On 27 February 2012 19:27, Mark Janssen
<dreamingforward@gmail.com> wrote:
On Fri, Feb 17, 2012 at 10:08 PM, Steven D'Aprano <
steve@pearwood.info> wrote:
> Mark Janssen wrote:
>> 1. Execution context determined by outer-scope doctest defintions.
>
> Can you give an example of how you would like this to work?
>
Sure, I wish I had a good example off the top of my head, but perhaps
this will convey the idea:
class MyClass():
"""Yadda Yadda: foo's bars.
>>> m = MyClass({some, sufficiently, interesting, initialization}) #tPOINT1: this variable (m) now accessible by all methods.
"foobar check" #POINT2: possible output here is a useful test case
not well-definable elsewhere without losing context.
"""
def method1(self, other):
"""Method method method method.
>>> m.method("foo") #Now we see m is already defined and useable.
"bar"
"""
def meth2(self, other):
"""Method to foo all bars
>>> m.method("bar") #would have to decide whether a fresh m is
redefined with each innerscope doctest (if we want side-effects to
carry across inner doctests).
(END)
This is a basic example, sorry it's rather crude.

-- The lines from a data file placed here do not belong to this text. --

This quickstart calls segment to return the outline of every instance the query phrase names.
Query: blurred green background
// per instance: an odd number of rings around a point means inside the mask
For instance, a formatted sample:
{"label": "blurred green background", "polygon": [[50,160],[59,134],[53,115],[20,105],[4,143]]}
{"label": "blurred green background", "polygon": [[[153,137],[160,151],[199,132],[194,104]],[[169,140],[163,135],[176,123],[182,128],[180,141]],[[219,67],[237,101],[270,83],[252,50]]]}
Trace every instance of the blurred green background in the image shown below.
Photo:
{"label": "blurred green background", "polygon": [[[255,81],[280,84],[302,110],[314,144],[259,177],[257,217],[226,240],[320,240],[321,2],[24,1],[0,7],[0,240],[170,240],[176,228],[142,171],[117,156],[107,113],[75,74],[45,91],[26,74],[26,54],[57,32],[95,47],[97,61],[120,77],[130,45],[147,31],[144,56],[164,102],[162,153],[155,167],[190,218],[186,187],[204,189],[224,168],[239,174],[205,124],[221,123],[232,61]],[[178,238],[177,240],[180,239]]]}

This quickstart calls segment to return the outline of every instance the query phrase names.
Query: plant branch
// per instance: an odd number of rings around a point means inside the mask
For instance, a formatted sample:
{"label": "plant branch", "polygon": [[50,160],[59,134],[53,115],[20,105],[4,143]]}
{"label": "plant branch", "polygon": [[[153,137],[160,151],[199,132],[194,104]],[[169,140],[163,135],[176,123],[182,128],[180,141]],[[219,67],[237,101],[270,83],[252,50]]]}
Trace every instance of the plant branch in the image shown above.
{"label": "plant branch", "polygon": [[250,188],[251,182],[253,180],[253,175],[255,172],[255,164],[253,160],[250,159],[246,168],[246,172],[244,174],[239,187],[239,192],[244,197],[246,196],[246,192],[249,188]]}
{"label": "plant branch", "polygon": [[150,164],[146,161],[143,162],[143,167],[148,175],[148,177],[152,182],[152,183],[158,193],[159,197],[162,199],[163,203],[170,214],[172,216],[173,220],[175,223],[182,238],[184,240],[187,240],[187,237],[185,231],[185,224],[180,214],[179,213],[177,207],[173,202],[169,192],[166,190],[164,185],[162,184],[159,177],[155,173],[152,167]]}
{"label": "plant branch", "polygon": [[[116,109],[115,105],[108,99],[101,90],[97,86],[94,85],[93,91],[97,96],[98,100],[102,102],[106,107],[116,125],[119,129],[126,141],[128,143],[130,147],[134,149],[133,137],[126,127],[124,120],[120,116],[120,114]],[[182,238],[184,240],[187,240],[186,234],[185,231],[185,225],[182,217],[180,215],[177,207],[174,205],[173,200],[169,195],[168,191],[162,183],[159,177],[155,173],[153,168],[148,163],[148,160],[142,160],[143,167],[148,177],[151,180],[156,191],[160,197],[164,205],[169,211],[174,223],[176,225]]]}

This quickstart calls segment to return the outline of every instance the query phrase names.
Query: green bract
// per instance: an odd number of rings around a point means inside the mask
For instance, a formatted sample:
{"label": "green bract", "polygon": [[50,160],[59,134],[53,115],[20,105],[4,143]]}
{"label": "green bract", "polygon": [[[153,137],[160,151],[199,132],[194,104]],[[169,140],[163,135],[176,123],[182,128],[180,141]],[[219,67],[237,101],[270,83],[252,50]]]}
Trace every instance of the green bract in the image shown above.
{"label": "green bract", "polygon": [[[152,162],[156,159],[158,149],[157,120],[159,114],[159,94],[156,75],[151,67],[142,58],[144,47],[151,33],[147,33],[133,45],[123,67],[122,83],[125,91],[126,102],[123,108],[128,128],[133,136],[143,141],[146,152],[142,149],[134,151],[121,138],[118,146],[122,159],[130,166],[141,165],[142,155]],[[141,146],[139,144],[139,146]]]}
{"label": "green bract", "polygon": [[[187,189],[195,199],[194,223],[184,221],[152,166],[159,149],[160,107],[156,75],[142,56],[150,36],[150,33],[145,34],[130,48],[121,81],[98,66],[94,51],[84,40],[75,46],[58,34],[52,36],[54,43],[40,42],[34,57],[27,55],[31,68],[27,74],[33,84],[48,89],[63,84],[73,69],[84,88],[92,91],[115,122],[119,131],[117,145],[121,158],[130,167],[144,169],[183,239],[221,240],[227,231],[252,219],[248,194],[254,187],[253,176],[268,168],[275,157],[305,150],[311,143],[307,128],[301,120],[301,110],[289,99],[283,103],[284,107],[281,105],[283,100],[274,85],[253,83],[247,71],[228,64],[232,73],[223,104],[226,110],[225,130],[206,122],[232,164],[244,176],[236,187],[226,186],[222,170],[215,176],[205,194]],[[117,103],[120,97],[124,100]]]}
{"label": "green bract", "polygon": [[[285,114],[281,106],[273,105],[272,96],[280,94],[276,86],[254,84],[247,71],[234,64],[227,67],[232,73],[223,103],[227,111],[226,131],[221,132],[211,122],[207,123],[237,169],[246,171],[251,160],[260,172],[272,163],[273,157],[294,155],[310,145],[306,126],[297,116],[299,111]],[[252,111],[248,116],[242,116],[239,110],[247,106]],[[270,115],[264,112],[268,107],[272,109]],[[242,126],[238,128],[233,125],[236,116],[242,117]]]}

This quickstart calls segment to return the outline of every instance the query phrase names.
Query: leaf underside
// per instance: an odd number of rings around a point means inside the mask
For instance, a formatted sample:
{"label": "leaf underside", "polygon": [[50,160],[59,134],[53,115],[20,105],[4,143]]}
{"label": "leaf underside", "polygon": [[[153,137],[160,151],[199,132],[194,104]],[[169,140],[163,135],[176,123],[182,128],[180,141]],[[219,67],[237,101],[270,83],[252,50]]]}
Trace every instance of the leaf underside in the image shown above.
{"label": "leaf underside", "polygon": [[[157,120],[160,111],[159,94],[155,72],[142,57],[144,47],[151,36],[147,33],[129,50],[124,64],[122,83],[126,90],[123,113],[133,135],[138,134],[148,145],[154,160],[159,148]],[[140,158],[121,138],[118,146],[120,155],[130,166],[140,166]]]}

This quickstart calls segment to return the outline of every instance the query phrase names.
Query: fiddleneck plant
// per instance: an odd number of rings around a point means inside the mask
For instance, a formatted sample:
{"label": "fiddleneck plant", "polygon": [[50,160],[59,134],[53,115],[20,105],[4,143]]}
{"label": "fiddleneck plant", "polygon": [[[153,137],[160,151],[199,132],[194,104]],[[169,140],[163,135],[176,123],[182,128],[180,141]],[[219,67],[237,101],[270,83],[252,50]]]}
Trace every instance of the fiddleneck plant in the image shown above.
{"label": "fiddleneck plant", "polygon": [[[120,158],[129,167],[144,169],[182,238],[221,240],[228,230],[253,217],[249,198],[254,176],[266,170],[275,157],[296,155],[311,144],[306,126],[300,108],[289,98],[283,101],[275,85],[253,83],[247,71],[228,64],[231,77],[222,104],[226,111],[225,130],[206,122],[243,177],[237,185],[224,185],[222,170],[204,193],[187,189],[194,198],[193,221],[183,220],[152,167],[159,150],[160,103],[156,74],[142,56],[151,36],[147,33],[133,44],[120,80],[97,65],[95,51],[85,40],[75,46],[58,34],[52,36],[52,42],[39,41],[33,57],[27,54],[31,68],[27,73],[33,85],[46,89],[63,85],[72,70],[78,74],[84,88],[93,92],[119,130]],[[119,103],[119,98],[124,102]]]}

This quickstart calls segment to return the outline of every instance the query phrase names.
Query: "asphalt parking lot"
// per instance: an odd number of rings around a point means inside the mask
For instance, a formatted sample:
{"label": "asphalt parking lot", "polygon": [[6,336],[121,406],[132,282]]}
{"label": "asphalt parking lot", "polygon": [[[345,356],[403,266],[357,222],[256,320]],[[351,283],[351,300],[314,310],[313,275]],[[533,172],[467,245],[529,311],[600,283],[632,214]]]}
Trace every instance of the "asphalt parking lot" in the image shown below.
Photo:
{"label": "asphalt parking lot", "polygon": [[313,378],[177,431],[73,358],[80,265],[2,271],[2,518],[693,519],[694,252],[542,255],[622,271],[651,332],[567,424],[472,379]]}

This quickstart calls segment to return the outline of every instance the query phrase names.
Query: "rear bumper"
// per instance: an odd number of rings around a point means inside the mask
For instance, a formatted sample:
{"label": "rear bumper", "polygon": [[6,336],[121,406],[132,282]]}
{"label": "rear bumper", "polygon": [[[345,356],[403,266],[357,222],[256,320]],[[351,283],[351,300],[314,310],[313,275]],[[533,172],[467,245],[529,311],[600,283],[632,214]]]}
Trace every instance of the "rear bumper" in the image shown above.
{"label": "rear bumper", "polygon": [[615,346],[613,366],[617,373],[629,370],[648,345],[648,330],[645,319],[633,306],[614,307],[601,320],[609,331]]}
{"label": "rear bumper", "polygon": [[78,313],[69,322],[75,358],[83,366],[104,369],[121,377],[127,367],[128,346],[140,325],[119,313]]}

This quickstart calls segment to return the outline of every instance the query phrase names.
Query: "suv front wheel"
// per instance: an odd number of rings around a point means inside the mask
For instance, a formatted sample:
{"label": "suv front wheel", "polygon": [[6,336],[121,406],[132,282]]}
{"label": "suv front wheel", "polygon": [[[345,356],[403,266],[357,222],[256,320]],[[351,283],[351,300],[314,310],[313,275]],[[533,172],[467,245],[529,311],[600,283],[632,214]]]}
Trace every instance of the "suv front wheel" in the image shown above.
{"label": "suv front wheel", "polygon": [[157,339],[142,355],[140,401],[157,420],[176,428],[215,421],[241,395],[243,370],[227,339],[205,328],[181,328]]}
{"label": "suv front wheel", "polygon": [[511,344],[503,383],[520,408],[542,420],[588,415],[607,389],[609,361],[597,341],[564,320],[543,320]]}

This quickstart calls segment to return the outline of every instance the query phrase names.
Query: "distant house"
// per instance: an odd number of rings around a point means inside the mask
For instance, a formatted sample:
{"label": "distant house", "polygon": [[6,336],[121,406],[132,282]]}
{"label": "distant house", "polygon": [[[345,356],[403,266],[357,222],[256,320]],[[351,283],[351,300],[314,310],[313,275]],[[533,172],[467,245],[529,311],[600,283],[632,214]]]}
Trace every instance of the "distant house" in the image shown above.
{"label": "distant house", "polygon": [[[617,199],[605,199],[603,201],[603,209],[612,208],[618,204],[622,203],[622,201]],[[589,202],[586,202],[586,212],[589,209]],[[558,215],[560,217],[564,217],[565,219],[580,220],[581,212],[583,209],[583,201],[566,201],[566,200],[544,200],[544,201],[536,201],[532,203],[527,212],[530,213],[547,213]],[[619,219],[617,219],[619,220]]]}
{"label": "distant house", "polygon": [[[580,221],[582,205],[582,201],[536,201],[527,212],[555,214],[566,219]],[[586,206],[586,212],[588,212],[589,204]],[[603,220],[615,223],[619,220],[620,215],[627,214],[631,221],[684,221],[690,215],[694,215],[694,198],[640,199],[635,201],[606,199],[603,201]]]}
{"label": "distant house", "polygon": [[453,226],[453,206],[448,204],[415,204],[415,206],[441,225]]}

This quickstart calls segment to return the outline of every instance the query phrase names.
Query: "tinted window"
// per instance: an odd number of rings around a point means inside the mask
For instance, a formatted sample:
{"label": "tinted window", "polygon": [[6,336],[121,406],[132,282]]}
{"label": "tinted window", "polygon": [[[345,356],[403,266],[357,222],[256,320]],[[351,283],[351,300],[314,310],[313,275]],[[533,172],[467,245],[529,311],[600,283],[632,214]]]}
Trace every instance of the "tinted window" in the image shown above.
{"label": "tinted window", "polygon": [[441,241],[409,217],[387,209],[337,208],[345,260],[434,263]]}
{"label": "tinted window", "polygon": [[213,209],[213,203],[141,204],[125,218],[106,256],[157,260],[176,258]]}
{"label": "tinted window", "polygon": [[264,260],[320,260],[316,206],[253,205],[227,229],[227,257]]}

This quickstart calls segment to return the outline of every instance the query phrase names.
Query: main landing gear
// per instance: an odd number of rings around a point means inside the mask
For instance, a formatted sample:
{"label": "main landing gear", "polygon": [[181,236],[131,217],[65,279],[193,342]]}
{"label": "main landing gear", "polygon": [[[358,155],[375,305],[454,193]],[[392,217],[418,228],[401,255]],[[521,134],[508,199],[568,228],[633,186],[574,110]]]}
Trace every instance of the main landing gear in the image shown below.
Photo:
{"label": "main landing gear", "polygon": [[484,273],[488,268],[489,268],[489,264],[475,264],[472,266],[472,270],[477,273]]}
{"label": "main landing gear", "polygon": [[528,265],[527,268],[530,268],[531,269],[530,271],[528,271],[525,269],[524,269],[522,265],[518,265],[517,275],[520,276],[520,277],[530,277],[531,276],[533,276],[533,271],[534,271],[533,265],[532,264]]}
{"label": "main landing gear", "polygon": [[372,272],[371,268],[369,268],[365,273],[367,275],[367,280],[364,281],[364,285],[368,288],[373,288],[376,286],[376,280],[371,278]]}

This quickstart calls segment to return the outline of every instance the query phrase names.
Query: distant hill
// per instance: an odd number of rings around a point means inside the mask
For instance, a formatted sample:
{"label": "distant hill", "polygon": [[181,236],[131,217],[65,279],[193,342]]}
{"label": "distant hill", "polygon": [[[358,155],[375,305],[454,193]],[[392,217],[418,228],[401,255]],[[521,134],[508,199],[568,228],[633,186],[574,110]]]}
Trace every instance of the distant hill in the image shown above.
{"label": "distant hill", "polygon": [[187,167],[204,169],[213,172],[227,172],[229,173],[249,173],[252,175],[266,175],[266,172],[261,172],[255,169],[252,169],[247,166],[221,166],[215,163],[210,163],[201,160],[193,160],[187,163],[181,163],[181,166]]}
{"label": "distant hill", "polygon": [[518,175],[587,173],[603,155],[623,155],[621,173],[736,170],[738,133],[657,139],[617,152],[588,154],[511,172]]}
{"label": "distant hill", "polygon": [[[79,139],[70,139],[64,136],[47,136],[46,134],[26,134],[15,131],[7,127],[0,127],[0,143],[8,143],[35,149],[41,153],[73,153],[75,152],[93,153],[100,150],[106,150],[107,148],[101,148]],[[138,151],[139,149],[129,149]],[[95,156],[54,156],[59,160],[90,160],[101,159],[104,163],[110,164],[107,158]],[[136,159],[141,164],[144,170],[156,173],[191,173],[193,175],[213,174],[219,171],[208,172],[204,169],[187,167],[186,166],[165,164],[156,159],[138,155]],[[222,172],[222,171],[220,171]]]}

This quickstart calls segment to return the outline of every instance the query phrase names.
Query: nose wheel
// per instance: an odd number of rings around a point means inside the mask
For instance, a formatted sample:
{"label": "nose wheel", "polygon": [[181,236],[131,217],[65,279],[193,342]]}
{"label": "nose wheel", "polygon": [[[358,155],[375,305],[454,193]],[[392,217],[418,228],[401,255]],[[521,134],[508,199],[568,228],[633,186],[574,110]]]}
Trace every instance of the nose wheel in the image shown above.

There's probably a
better example. (Think establishing a network socket connection or
something in the class' doc which is then used by all the methods, for
example.)
>> 2. Smart Comparisons that will detect output of a non-ordered type
>> (dict/set), lift and recast it and do a real comparison.>
>
> I would love to see a doctest directive that accepted differences in output
> order, e.g. would match {1, 2, 3} and {3, 1, 2}. But I think that's a hard
> problem to solve in the general case.
I think this would be as simple as lifting the (string) output and
doing an eval("{1,2,3}")=={3,2,1}, or (for security) using
ast.literal_eval like Devin suggested.
How will that handle not-particularly-obscure code like this:
>>> class Foo(object):
... def __init__(self, a):
... self.a = a
... def __repr__(self):
... return '<Foo a=%r>' % self.a
...
>>> a = {Foo(1), Foo(2), Foo(3)}
>>> b = {Foo(4), Foo(5), Foo(6)}
>>> {'first': a, 'second': b}
{'second': set([<Foo a=4>, <Foo a=6>, <Foo a=5>]), 'first': set([<Foo a=3>, <Foo a=2>, <Foo a=1>])}
I don't think a *general* solution for unordered types is even possible because you can't parse arbitrary reprs.
All the best,
Michael
> I'd like a #3 as well: an abbreviated way to spell doctest directives,
> because they invariably push my tests well past the 80 character mark.
Hmm, seem like an alias could be defined easily enough, but I'll try
to think about this when I have more time.